A Convergent Finite Volume Method for a Kinetic Model for Interacting Species

TL;DR

This paper introduces a convergent upwind finite volume method for a coupled system of kinetic equations modeling interacting species, ensuring mass conservation, positivity, and stability, with numerical validation.

Contribution

It presents a novel finite volume scheme for coupled kinetic models that guarantees convergence, mass conservation, and positivity, addressing challenges in simulating multi-species interactions.

Findings

The scheme conserves mass and preserves positivity.

Convergence of the numerical method is demonstrated.

Numerical experiments validate the scheme's effectiveness.

Abstract

We propose an upwind finite volume method for a system of two kinetic equations in one dimension that are coupled through nonlocal interaction terms.
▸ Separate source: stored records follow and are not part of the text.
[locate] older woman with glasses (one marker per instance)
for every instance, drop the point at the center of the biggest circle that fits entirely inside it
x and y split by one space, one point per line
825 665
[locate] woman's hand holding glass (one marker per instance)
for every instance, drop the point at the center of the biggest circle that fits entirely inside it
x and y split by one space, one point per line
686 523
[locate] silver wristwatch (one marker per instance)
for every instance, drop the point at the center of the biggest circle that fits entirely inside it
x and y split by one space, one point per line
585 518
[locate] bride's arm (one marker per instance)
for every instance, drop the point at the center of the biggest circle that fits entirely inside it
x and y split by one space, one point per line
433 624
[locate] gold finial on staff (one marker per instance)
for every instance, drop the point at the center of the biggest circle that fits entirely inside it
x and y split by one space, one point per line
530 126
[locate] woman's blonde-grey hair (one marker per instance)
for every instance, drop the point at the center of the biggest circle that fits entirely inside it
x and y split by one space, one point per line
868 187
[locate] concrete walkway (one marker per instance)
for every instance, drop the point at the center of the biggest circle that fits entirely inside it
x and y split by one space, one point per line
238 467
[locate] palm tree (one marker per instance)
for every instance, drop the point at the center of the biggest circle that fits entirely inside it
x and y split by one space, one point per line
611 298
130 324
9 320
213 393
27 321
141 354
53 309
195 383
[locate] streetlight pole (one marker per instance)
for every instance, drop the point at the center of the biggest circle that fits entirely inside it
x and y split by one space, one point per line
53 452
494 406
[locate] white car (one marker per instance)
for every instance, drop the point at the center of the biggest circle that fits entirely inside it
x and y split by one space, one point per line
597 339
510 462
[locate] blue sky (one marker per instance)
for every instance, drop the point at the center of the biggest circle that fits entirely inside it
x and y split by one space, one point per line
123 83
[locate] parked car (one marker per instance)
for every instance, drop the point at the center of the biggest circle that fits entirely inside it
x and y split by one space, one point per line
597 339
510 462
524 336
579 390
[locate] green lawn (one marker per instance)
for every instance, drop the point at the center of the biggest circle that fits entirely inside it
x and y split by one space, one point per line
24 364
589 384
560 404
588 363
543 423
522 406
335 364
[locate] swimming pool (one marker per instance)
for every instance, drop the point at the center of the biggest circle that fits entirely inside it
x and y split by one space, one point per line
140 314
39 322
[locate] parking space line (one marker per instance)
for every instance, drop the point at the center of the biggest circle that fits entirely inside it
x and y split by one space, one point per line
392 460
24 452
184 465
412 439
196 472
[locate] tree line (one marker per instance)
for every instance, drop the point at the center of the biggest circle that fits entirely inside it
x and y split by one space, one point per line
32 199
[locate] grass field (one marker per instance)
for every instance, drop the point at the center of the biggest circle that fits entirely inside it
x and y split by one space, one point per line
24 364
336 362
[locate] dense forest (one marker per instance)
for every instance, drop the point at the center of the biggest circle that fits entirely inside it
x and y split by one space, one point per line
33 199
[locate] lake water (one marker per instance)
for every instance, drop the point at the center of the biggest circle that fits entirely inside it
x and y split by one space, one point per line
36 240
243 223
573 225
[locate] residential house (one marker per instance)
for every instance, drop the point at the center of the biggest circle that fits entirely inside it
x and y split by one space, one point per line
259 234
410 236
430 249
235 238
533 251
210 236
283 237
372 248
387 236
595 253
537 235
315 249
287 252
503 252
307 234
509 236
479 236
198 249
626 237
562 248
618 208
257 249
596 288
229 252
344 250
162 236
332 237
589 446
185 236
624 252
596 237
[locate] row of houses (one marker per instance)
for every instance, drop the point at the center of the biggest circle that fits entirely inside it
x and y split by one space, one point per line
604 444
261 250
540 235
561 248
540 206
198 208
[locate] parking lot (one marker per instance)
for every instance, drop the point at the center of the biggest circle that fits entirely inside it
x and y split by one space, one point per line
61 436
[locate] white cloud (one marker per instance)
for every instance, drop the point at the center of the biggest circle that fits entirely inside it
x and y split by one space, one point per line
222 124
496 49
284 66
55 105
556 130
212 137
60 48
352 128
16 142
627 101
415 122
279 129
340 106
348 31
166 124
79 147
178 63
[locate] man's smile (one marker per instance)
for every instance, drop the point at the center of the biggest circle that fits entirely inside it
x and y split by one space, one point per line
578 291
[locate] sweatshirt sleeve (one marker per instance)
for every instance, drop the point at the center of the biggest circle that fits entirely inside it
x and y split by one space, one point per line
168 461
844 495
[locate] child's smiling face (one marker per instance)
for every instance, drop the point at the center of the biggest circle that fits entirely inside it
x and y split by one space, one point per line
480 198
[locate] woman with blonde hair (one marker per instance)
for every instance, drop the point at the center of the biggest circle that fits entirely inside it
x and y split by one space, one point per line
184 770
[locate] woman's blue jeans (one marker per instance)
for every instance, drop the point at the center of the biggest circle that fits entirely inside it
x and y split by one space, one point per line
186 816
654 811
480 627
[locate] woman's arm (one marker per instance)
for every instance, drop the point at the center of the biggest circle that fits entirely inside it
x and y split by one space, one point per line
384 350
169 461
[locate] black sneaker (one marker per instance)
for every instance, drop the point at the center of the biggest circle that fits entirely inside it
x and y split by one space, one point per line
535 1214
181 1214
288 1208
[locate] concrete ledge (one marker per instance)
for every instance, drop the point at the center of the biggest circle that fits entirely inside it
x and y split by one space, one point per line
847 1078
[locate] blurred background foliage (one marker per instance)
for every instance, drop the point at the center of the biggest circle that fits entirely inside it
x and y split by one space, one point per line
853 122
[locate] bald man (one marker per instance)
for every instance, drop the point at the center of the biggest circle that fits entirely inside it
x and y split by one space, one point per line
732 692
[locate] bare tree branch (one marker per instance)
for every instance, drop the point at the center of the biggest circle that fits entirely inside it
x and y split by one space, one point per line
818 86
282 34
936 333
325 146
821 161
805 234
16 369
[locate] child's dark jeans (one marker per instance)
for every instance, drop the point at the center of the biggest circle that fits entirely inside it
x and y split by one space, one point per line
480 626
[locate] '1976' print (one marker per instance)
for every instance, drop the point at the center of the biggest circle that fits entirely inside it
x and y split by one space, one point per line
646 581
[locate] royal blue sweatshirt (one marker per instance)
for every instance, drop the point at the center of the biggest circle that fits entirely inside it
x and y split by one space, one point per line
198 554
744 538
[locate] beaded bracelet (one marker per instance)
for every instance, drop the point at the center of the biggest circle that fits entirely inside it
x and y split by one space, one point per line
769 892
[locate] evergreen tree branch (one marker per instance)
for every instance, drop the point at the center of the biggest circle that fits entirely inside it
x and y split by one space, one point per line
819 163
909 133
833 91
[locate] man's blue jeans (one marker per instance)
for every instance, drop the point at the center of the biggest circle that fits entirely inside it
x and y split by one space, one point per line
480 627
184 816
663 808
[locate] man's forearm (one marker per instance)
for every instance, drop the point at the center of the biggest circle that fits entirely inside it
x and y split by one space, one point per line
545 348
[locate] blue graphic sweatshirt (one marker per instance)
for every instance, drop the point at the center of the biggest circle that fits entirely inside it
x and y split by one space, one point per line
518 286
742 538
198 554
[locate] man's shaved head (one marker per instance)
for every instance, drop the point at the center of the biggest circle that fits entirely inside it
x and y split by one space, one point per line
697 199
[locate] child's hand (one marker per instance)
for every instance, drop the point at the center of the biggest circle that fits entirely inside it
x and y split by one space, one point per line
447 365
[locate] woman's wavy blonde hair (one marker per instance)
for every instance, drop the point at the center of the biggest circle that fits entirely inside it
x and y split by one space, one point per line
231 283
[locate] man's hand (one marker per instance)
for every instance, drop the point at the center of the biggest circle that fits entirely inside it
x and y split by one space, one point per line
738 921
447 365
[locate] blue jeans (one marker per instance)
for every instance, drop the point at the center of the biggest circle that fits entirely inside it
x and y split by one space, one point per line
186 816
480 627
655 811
These cross-interaction systems were recently obtained as the mean-field limit of a second-order system of ordinary differential equations for two interacting species. Models of this kind are encountered in a myriad of contexts, for instance, to describe large systems of indistinguishable agents such as cell colonies, flocks of birds, schools of fish, herds of sheep. The finite volume method we propose is constructed to conserve mass and preserve positivity. Moreover, convex functionals of the discrete solution are controlled, which we use to show the convergence of the scheme. Finally, we investigate the scheme numerically.